Recursive Partitioning Analysis of Anti-HIV Compounds

Background

The NIH Developmental Therapeutics Program AIDS Antiviral Screen has tested tens of thousands of compounds for evidence of anti-HIV activity, and has made these results publicly available at dtp.nci.nih.gov/docs/aids/aids_data.html. We retrieved this data and selected 31,693 compounds that were measured for their protective effect on HIV-infected cells. The effect, EC50, is the concentration in molar units that gives 50% protection effect on infected cells. We averaged concentrations where there were multiple measures. The potency is measured as pEC50= -log10(EC50). The log transform makes the data closer to normal, and hence more suitable for statistical analysis.

Brute Force HTS Brute-force HTS refers to conventional HTS as it is practiced today whereby large numbers of random compounds are screened, resulting in only a small proportion of hits.

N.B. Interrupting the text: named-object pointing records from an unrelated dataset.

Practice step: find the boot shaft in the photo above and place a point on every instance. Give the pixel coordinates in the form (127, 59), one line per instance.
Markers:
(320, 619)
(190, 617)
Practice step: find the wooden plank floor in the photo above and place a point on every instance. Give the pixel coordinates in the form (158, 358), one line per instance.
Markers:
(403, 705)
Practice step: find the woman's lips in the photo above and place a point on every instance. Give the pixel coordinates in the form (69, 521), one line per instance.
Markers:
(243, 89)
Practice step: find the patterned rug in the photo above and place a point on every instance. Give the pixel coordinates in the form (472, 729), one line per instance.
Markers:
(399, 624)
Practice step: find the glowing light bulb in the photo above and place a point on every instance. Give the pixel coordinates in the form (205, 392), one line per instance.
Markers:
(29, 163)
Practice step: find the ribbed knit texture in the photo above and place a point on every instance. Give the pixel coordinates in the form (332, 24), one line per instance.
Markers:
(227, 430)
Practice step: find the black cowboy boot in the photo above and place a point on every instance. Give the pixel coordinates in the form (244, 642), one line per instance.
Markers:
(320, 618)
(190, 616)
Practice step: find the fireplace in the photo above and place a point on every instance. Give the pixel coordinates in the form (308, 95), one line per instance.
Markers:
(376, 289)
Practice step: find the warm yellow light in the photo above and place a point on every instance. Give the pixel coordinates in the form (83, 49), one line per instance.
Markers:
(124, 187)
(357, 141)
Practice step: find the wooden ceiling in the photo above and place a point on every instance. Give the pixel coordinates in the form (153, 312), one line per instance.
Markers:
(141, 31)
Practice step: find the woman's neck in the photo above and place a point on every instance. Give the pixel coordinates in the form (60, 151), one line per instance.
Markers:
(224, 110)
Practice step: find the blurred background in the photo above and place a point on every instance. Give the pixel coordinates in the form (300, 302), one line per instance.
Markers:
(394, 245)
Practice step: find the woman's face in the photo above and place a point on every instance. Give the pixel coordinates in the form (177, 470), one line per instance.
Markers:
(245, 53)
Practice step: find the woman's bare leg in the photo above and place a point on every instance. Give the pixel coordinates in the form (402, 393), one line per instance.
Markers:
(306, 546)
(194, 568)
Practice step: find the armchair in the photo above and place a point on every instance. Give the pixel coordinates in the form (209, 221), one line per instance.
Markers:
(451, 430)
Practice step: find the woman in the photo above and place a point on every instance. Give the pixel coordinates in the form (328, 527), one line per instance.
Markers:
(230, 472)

Below is the potency distribution of the entire data set. This is the distribution one may expect on a typical brute-force random screen. A screener may typically select the top 1% of compounds for further development. As we see from the histogram, a small proportion of the compounds have a high potency. In the table below, we see 5% are above 6, 1.52% is above 7, and 0.12% are above 8. If the target potency is 8 (1e-8 Molar), only 38 out of 31,693 compounds are hits -- a rather meager outcome.

31693 DTP AIDS COMPOUNDS Potency >6 Potency >7 Potency >8
Hits Hit Rate Hits Hit Rate Hits Hit Rate
1574 5.00% 481 1.52% 38 0.12%

 

Smart HTS

Smart HTS entails the following steps:

  1. 1. Select and screen a small number of compounds.
  2. 2. Build a ChemTree model using the data from screen.
  3. 3. Use ChemTree model to cherry-pick additional compounds.
  4. 4. Screen cherry-picked compounds to obtain desired hits.

The following is an example application that demonstrates the superiority of smart HTS over brute-force HTS by generating a 1,667% increase in hit rates.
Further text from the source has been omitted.